Using anti-Nk-1.1 serum, the alloantiserum specific for murine natural killer (NK) cells, we followed the ontogenetic development of Nk-1+ cells in fetal thymus, liver, and spleen. A transient population of Nk-1+ cells in fetal thymus was observed on day 14 but not on day 16 of gestation. On day 16 of gestation, Nk-1+ cells were detected only in liver and spleen. The proportion of Nk-1+ cells in spleen remained high (20 to 30%) at birth and persisted until 2 to 3 wk old. The Nk-1+ cells in "baby" (1 to 2 wk old) spleen bound to YAC cells but failed to lyse them in 51Cr-release assay. Upon induction with interferon (IF), the proportion of Nk-1+ cells increased, but the lytic activity remained low, suggesting that the "baby" NK-1+ cells are immature in lytic function. In old mice (12 to 14 mo), Nk-1+ cells were also detectable, even though NK activities were lower compared with those of the young adult (6 to 8 wk old) mice. The Nk-1+ cells of old mice were readily induced by IF to exhibit activities, and the induced NK cells were Nk-1+. We have thus established Nk-1.1 antigen as an early hemopoietic differentiation antigen. Splenic Nk-1- cells could be induce by IF to become NK-1+ cells, which could be inactive or active in NK assays, dependent on the age of the mice.

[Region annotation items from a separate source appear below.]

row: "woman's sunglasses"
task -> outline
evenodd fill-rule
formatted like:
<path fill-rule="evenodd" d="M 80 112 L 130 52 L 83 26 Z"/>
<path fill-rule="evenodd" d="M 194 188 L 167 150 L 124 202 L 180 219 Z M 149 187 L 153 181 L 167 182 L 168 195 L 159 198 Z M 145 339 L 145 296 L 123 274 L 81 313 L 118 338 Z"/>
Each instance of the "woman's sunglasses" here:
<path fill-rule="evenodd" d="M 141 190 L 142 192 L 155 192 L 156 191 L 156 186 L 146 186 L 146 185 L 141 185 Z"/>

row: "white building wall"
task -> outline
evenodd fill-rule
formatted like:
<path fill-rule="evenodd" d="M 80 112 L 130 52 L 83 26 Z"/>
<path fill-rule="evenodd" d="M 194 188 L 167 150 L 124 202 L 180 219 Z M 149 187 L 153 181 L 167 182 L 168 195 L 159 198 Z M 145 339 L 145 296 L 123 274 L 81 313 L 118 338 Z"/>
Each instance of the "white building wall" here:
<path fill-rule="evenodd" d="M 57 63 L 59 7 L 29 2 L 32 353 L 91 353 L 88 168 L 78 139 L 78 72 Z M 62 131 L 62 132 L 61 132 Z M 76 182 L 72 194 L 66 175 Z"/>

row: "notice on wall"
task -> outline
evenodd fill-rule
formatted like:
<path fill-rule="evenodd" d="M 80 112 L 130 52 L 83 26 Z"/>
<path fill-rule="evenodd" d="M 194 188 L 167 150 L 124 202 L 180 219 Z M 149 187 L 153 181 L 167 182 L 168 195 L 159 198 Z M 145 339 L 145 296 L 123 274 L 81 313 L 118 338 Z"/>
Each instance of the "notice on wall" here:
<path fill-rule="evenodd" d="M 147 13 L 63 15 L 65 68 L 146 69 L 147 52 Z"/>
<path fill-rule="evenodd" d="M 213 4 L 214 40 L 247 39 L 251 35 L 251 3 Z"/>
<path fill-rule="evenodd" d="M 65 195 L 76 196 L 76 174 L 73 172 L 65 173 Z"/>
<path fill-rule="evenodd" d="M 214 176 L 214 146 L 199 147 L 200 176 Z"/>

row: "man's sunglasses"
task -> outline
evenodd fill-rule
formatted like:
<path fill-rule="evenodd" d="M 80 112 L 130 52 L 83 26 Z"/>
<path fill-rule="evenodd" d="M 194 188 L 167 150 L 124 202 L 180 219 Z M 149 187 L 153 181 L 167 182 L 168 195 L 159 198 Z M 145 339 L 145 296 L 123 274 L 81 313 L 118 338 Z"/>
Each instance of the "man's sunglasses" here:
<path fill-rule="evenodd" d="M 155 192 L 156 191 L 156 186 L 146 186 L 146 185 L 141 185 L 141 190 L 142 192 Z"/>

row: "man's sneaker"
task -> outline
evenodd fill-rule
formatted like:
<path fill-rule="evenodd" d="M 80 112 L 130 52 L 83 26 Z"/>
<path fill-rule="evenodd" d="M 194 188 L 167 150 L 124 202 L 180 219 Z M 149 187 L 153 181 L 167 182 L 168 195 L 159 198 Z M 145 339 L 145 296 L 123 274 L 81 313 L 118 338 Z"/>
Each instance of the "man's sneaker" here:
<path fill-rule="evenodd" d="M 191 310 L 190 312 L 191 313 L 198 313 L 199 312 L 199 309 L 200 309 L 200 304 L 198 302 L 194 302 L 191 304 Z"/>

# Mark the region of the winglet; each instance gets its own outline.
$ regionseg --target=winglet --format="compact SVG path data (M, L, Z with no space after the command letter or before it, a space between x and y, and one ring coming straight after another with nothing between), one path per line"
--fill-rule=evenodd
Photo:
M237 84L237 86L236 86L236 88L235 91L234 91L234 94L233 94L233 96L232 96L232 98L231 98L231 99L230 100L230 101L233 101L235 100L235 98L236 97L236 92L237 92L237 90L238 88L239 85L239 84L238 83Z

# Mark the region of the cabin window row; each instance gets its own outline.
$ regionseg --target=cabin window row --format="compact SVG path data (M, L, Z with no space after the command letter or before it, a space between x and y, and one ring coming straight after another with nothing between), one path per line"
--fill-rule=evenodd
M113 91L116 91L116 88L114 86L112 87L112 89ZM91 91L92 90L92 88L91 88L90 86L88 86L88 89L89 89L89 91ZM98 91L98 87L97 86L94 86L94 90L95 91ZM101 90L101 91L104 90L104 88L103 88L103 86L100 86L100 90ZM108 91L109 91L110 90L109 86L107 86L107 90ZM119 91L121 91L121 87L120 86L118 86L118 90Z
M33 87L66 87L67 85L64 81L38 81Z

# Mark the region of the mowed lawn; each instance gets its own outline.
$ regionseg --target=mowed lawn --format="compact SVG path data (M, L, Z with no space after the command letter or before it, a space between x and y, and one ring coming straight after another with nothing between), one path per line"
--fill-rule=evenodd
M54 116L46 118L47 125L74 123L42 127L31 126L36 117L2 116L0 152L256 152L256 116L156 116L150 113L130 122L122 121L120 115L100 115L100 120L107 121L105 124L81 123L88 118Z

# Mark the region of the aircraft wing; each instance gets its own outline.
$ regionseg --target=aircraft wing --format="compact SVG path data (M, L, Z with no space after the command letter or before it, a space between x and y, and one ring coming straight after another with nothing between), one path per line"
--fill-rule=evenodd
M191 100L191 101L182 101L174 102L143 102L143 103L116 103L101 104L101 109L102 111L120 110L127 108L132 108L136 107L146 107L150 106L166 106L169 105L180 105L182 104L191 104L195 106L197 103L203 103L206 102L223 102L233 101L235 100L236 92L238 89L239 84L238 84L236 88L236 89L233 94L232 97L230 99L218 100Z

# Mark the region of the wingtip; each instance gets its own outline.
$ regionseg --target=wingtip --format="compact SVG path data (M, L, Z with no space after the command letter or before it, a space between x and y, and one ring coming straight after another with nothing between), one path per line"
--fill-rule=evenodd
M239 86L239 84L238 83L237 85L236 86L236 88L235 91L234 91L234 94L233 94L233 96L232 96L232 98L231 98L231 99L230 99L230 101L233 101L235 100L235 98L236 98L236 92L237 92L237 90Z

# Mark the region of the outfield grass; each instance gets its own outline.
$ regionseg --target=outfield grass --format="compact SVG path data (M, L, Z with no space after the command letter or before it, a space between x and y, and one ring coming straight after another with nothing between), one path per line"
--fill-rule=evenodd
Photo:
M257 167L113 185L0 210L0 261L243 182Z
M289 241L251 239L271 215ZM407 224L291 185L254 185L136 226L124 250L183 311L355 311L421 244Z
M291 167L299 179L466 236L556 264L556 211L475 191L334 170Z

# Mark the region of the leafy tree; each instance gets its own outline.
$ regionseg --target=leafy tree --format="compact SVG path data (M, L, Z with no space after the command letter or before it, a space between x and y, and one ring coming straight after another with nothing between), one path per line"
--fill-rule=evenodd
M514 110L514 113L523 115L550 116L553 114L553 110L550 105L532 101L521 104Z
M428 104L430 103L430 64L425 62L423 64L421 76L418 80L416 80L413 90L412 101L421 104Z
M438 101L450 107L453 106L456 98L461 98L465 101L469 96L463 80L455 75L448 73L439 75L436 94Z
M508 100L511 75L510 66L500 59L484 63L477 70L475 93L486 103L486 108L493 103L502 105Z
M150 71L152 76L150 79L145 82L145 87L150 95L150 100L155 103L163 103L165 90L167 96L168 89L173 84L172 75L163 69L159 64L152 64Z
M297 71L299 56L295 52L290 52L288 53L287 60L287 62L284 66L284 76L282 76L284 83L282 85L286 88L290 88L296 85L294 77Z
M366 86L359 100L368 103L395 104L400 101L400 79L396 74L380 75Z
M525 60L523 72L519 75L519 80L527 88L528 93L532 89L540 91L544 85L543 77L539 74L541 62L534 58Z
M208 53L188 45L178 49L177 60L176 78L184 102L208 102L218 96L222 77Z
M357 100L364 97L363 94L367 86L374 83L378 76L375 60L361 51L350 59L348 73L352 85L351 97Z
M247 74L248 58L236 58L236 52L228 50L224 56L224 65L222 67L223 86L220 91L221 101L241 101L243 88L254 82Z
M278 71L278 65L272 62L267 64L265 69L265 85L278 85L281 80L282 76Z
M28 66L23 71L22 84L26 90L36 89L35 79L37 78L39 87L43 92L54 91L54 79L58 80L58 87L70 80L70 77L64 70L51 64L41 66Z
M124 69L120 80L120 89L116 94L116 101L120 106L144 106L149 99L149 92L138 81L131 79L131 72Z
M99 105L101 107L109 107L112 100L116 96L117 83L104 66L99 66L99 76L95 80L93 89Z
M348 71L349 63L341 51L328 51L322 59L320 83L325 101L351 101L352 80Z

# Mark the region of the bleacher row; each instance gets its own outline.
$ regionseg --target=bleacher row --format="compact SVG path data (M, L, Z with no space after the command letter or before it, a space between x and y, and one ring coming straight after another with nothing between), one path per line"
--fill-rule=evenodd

我们使用抗Nk-1.1血清(一种对小鼠自然杀伤(NK)细胞具有特异性的同种异体抗血清),追踪了胎儿胸腺、肝脏和脾脏中Nk-1+细胞的个体发生发育情况。在妊娠第14天观察到胎儿胸腺中有短暂的Nk-1+细胞群体,但在妊娠第16天未观察到。在妊娠第16天,仅在肝脏和脾脏中检测到Nk-1+细胞。出生时脾脏中Nk-1+细胞的比例仍然很高(20%至30%),并持续到2至3周龄。“幼鼠”(1至2周龄)脾脏中的Nk-1+细胞与YAC细胞结合,但在51Cr释放试验中未能裂解它们。在用干扰素(IF)诱导后,Nk-1+细胞的比例增加,但裂解活性仍然很低,这表明“幼鼠”的NK-1+细胞在裂解功能上不成熟。在老年小鼠(12至14个月)中,即使与年轻成年(6至8周龄)小鼠相比NK活性较低,也能检测到Nk-1+细胞。老年小鼠的Nk-1+细胞很容易被IF诱导表现出活性,且诱导后的NK细胞为Nk-1+。因此,我们已将Nk-1.1抗原确立为一种早期造血分化抗原。脾脏中的Nk-1-细胞可被IF诱导成为NK-1+细胞,在NK试验中其可能无活性或有活性,这取决于小鼠的年龄。